中熵合金Ni42.4Co24.3Cr24.3Al3Ti3V3在4.2 K下的拉伸行为

本文研究了部分再结晶和完全再结晶的中熵合金（MEA） f.c.c Ni42.4Co24.3Cr24.3Al3Ti3V3的显微组织，以及在4.2 K时的拉伸性能和变形机理，并与文献中77 K时的拉伸性能和变形机理进行了比较。冷轧（减薄85%）MEA在900°C下退火得到部分再结晶的l12型纳米颗粒硬化MEA，其再结晶晶粒平均尺寸为3.2 μm，几何必要位错（GND）密度为1.9 × 1014 m−2,α {110}<112>；非再结晶晶粒的平均尺寸为7.6 μm， GND密度为8.9 × 1014 m−2，晶粒尺寸为{110}<；111>；纹理。冷轧MEA在1100℃下退火后得到完全再结晶的过饱和单相氟化碳微观组织，平均晶粒尺寸为364 μm， GND密度为6.9 × 1012 m−2,α {110}<112>；退火纹理。900°c时效MEA的屈服强度（YS）为1463 MPa，极限抗拉强度（UTS）为1960 MPa， 4.2 K时的破坏应变（ε）为27.7%，高于YS （1274 MPa）、UTS （1694 MPa）和77 K时的ε ~ 24.8%。相比之下，1100℃退火的MEA在4.2 K时的YS值为751 MPa， UTS值为1305 MPa， ε值为54.1%，高于YS值为658 MPa， UTS值为1172 MPa， ε值为52.2%。只有在4.2 K下测试的试样，应力-应变曲线上才出现锯齿。应力降随应变的增加而增加，900℃时效MEA的应力降从41 MPa增加到127 MPa， 1100℃退火MEA的应力降从30 MPa增加到68 MPa。900℃时效的MEA在4.2K时发生了位错滑移、层错形成和变形孪晶，而1100℃退火的MEA只发生了位错滑移和少量层错形成，说明后者的溶质增加了层错能。讨论了在4.2 K应变条件下强度随温度降低而提高的原因。

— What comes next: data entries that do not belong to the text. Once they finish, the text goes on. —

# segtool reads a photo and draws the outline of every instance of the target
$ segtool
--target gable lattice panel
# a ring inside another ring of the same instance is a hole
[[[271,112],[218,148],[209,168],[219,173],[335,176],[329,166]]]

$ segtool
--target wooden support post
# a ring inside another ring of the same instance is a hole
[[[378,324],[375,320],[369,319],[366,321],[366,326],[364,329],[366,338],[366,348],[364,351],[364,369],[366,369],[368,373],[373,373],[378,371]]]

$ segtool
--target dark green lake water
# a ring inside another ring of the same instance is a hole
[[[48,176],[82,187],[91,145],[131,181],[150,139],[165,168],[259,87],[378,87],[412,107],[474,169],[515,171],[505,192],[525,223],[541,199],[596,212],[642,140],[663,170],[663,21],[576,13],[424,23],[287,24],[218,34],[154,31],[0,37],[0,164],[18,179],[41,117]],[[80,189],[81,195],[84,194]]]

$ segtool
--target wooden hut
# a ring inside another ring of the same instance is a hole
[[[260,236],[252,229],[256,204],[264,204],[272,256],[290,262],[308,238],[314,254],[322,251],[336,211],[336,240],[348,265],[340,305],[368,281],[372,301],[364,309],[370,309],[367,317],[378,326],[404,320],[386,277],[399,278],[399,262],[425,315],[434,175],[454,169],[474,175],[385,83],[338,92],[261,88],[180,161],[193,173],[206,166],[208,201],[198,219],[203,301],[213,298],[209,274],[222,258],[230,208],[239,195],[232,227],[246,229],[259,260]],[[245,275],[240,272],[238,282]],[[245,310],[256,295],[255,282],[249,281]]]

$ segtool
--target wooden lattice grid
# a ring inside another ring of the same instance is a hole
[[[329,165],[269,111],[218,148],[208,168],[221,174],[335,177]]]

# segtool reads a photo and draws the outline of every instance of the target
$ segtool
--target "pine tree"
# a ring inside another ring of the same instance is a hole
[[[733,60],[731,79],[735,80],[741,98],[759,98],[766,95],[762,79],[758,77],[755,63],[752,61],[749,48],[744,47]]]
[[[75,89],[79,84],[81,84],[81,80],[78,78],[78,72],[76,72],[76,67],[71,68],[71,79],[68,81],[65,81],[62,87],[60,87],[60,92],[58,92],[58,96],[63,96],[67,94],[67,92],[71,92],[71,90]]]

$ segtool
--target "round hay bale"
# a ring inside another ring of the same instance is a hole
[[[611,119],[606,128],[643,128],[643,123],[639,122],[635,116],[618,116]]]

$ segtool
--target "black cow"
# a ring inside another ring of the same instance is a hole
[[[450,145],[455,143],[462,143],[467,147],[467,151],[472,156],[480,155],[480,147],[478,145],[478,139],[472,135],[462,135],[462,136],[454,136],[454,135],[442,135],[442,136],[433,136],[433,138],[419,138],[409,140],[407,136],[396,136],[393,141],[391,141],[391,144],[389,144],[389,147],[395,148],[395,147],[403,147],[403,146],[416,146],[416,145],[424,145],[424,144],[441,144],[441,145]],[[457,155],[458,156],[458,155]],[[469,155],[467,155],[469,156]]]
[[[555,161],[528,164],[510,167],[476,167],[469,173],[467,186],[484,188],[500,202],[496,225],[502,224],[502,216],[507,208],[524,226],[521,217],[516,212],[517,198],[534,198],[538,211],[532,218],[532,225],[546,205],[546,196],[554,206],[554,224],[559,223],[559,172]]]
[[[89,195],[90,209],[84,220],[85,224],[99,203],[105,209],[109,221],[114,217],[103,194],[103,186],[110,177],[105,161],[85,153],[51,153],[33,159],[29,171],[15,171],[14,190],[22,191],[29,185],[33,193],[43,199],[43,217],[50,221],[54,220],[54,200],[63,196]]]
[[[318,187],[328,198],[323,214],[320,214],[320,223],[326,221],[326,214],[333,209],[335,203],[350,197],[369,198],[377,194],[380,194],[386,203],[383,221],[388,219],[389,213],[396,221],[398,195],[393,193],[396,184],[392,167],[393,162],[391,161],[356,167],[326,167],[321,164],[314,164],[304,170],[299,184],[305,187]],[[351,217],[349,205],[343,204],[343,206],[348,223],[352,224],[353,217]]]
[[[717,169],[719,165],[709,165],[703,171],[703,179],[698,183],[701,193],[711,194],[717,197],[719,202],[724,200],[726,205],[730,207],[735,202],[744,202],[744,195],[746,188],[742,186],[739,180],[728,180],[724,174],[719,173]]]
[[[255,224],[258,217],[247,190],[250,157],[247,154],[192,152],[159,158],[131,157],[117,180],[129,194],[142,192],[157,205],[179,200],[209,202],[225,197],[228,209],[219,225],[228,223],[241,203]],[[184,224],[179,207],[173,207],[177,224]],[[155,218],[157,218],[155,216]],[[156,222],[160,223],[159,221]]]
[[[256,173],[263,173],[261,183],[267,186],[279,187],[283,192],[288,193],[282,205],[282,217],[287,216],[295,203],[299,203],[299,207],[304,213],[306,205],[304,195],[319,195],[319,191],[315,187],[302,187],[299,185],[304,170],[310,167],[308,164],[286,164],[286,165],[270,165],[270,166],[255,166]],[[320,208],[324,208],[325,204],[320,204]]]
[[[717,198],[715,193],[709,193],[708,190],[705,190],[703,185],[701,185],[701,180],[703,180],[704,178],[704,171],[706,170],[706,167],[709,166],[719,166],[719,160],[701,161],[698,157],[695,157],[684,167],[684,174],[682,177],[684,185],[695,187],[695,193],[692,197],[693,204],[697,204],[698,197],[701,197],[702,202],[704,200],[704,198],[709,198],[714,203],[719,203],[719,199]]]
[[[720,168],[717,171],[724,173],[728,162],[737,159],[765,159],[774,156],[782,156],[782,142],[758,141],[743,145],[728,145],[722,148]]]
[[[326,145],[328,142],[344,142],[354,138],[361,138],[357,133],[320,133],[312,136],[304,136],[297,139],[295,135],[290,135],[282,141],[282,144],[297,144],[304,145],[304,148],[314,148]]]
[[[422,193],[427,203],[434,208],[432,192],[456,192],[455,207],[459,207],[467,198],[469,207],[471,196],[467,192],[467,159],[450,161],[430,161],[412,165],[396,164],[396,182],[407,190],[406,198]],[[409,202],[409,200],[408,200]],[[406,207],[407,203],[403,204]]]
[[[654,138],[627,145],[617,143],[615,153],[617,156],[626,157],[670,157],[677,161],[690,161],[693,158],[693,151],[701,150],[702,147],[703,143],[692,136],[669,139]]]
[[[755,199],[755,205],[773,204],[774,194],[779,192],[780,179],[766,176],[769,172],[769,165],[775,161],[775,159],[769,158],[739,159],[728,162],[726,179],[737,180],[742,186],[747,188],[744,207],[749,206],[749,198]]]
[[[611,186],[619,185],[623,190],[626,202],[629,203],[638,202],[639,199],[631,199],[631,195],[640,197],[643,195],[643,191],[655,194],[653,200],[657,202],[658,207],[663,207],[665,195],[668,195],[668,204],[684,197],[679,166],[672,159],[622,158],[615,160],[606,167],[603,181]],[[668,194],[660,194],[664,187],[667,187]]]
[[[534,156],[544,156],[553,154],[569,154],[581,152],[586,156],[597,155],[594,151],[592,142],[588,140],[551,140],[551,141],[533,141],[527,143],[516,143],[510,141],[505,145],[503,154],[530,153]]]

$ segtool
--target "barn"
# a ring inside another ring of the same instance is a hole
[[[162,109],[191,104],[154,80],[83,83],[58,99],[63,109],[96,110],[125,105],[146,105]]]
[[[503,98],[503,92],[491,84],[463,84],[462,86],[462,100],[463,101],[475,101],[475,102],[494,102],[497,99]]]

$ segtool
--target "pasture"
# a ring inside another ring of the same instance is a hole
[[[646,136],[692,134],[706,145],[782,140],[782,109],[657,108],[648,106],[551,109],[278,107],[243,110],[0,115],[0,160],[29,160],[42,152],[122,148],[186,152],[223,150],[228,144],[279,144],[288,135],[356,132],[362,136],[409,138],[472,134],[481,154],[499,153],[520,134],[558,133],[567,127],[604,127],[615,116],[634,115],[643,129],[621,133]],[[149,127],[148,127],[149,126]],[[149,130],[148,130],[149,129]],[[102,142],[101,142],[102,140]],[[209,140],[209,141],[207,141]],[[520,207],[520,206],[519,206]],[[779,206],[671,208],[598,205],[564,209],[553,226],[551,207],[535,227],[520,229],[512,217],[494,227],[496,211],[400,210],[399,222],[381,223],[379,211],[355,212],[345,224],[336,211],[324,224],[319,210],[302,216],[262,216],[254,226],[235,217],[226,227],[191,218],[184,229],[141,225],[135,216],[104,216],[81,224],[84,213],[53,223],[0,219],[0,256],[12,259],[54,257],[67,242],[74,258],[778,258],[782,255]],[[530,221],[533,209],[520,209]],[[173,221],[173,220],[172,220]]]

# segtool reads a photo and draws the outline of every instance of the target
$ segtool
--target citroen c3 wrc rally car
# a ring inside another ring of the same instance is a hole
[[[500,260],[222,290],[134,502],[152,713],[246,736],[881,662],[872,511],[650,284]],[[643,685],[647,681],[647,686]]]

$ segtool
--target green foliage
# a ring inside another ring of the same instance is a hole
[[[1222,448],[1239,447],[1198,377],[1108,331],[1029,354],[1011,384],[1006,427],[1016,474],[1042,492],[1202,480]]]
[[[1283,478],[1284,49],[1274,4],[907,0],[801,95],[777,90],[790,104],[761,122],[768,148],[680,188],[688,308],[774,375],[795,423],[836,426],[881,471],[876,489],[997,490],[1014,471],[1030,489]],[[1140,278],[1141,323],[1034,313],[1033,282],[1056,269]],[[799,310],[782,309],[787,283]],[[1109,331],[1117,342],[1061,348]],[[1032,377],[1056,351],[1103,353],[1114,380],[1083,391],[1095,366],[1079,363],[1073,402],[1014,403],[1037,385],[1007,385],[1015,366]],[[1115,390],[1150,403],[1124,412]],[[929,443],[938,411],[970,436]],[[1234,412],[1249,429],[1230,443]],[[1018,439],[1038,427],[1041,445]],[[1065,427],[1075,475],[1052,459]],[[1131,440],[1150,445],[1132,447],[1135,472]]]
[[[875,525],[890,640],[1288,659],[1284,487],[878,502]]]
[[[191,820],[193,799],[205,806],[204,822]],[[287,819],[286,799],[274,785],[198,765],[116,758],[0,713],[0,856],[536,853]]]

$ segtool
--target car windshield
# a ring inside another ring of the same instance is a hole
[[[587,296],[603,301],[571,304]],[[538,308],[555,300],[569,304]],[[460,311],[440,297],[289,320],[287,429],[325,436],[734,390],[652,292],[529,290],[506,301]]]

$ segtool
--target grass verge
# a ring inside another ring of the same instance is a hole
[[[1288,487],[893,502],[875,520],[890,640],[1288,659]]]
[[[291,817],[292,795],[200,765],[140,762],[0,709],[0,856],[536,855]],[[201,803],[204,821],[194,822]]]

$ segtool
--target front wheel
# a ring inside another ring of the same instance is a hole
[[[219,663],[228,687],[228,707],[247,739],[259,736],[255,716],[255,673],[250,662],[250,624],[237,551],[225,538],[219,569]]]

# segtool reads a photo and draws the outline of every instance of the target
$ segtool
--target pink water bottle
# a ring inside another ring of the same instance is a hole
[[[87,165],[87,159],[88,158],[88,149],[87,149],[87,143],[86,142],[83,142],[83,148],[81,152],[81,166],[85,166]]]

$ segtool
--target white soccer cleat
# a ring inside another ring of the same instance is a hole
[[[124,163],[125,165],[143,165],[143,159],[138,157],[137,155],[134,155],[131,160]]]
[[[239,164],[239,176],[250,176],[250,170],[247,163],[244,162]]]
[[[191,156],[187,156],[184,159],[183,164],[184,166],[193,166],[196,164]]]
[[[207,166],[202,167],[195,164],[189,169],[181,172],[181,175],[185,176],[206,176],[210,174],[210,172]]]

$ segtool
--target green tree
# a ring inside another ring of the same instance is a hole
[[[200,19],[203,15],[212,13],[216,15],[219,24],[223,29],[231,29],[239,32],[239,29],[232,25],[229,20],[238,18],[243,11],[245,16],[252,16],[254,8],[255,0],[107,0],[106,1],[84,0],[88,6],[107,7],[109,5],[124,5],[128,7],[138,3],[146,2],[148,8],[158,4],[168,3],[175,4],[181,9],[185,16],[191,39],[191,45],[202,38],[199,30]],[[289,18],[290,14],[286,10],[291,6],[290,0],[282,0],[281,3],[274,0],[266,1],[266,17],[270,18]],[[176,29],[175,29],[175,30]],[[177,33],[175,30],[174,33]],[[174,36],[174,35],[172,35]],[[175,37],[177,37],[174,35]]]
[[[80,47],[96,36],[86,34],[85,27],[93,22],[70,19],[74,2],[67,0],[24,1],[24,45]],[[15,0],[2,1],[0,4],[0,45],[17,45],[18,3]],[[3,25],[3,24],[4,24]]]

本文章由计算机程序翻译，如有差异，请以英文原文为准。

求助全文

约1分钟内获得全文去求助

来源期刊

Intermetallics 工程技术-材料科学：综合

CiteScore

7.80

自引率

9.10%

发文量

291

审稿时长

37 days

期刊介绍： This journal is a platform for publishing innovative research and overviews for advancing our understanding of the structure, property, and functionality of complex metallic alloys, including intermetallics, metallic glasses, and high entropy alloys. The journal reports the science and engineering of metallic materials in the following aspects: Theories and experiments which address the relationship between property and structure in all length scales. Physical modeling and numerical simulations which provide a comprehensive understanding of experimental observations. Stimulated methodologies to characterize the structure and chemistry of materials that correlate the properties. Technological applications resulting from the understanding of property-structure relationship in materials. Novel and cutting-edge results warranting rapid communication. The journal also publishes special issues on selected topics and overviews by invitation only.